Kendimde en çok gözlemlediğim, bilinmeze verdiğim tepki oluyor. Korkuyorum aslında. Yemek saatleri dışında acıkırsam ne yapacağım diyorum. Her sabah 04.00’te kalkamazsam diye korkuyorum. Kendimi dinlemeye başlayınca vücudumda duymaya başladığım hislerimden korkuyorum. Bir ağrı, sızı, sıcaklık yaşayınca ya geçmezse diye korkuyorum. 10 gün hiç konuşmazsam “Delirir miyim acaba?” diye korkuyorum.
Kendime dönmeye, özümü anlamaya geldiysem de, özellikle başlarda gözümün hep dışarıda olduğunu fark ediyorum.
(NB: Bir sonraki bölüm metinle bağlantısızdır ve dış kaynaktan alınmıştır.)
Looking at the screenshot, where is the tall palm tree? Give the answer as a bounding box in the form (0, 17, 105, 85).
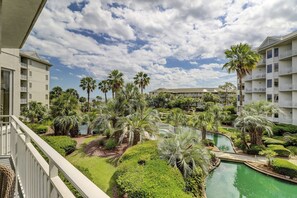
(107, 70, 124, 98)
(98, 80, 110, 103)
(191, 112, 213, 140)
(208, 104, 227, 132)
(134, 72, 150, 94)
(65, 88, 79, 99)
(219, 82, 236, 106)
(80, 77, 97, 111)
(222, 43, 260, 114)
(50, 86, 63, 100)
Başkaları tabağına ne kadar yemek alıyor diye bakıyorum, kaç kişi meditasyon salonuna geliyor diye sayıyorum.
Oda arkadaşım bana hem en yakın, hem en uzak olanım. Onunla hiç iletişim kurmadan günlerce birlikte yaşamak nasıl oluyor görüyorum. Kolay olmuyor. Bazen o benden önce banyoyu kullanmak isterse diye uzun süre boşuna onu bekliyorum. Bazen ses yaptım da onu rahatsız ettim mi diye üzülüyorum. En hoşuma giden anlar ise ikimizin de sessizce balkona çıkıp, denize bakarak dinlendiğimiz anlar oluyor. İki insan bir anı, bir mekanı paylaşmayı başarıyor; diğerinin alanına hiç müdahale etmeden!
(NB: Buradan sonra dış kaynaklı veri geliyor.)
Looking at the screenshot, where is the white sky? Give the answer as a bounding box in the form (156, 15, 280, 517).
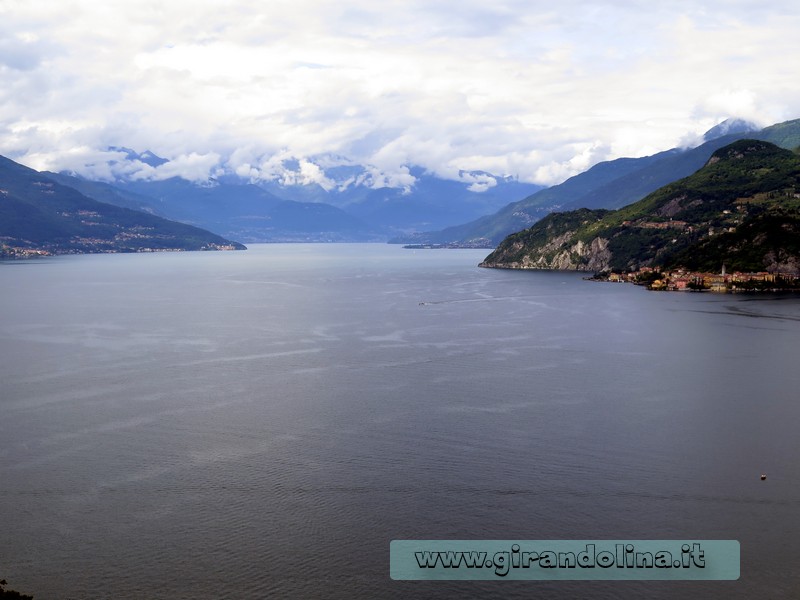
(1, 0, 799, 185)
Nelere aşırı düşkün olduğumu fark etmeye başlıyorum. Yemeklerin vejetaryen olması beni hiç rahatsız etmiyor. Ama yoğurtsuz öğünü geçmeyen ben, yoğurt bütün inziva boyunca sadece 3 kez çıktığı zaman karşılaştığım tabağı sıyırma isteğimle birlikte “Kendine gel Sinem” diyorum. İlk günler aman çok alayım, ne olur ne olmaz diye yemekte abartırken; gittikçe azın yettiğini anlıyorum.
Vipassana Meditasyonu tepkilerimin farkına varmamda çok faydalı oluyor. Bir cümle beni çok etkiliyor; “İnsanın hayatı dış dünyaya verdiği tepkileridir!” Doğduğumuz andan itibaren yüzümüzü dış dünyaya çeviriyoruz. Hepimiz suçu sürekli başkalarında arıyor; ama o bana bunu yaptı, şunu söyledi diyoruz. Oysa başından birebir aynı olay geçmiş iki kişinin olayı yorumlaması ve sonrasında hayatına nasıl devam edeceği tamamen kişiye özel. Bir nevi hayatımız seçimlerimizle örülüyor.
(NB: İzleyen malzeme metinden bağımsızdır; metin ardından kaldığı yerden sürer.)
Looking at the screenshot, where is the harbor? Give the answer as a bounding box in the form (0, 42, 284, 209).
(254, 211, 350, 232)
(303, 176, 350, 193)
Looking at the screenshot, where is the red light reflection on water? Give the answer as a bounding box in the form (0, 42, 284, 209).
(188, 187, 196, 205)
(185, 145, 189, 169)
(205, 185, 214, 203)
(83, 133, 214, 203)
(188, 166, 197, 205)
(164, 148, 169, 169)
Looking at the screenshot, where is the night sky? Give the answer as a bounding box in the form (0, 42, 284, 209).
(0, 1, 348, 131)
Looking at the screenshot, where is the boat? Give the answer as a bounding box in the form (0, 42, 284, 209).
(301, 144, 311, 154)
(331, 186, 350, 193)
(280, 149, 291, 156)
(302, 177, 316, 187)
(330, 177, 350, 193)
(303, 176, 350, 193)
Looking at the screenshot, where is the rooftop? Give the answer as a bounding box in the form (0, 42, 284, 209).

Tepkiler içinse genelde zayıf karnımız neredeyse ya sorular oradan geliyor, ya da biz hemen ona yoruyoruz. Benim belki de en zorlu sınavlarımdan biri, inzivanın 5. gününde yaşanıyor. Saat 17.00’de bir meyve ve bitki çayı, bizim için akşam yemeği demek. 17.15 gibi yemeğe iniyorum ve görüyorum ki bana meyve kalmamış! İnzivadaki en büyük sorgulamalarımın, gelgitlerimin sebebi oluyor.
Hayatım boyunca en önem ve tepki verdiğim şeyler; adalet ve hak yenmesi. İşte diyorum maneviyatın yüksek olduğu bir ortamda bile hak yeniyor. Birileri hakkından fazlasını alarak yine kendini düşünüyor. Bir nevi inzivanın hırsızlık yapmama kuralını çiğniyor. Çok önemli durumlarda asil sessizliği bırakıp, gönüllü yardımcılarla konuşmaya izin var. Bu durum dillendirilmeli diyorum, iki dakika sonra ise yok buna değmez! Derken en son öğlen 12.00’de yemek yiyen ben o akşamı boş geçiyorum. Sonrası ise yine korku; şekerim düşerse, başıma bir şey gelirse diye devam ediyor.
Peki, gerçekte ne oluyor? Ne normalden daha fazla acıkıyorum, ne de hastalar oluyorum. Ertesi gün saat 06.00’da, neredeyse 18 saat bir şey yememiş olmama rağmen, kahvaltıya saldırmıyorum. Zihnimiz her zaman otomatik tepkiler veriyor, bazen o kadar fazla tepki veriyoruz ki olması gereken buymuş gibi geliyor. Ama tepkilerimizin hayatımızı ele geçirmesine izin verecek miyiz gerçekten?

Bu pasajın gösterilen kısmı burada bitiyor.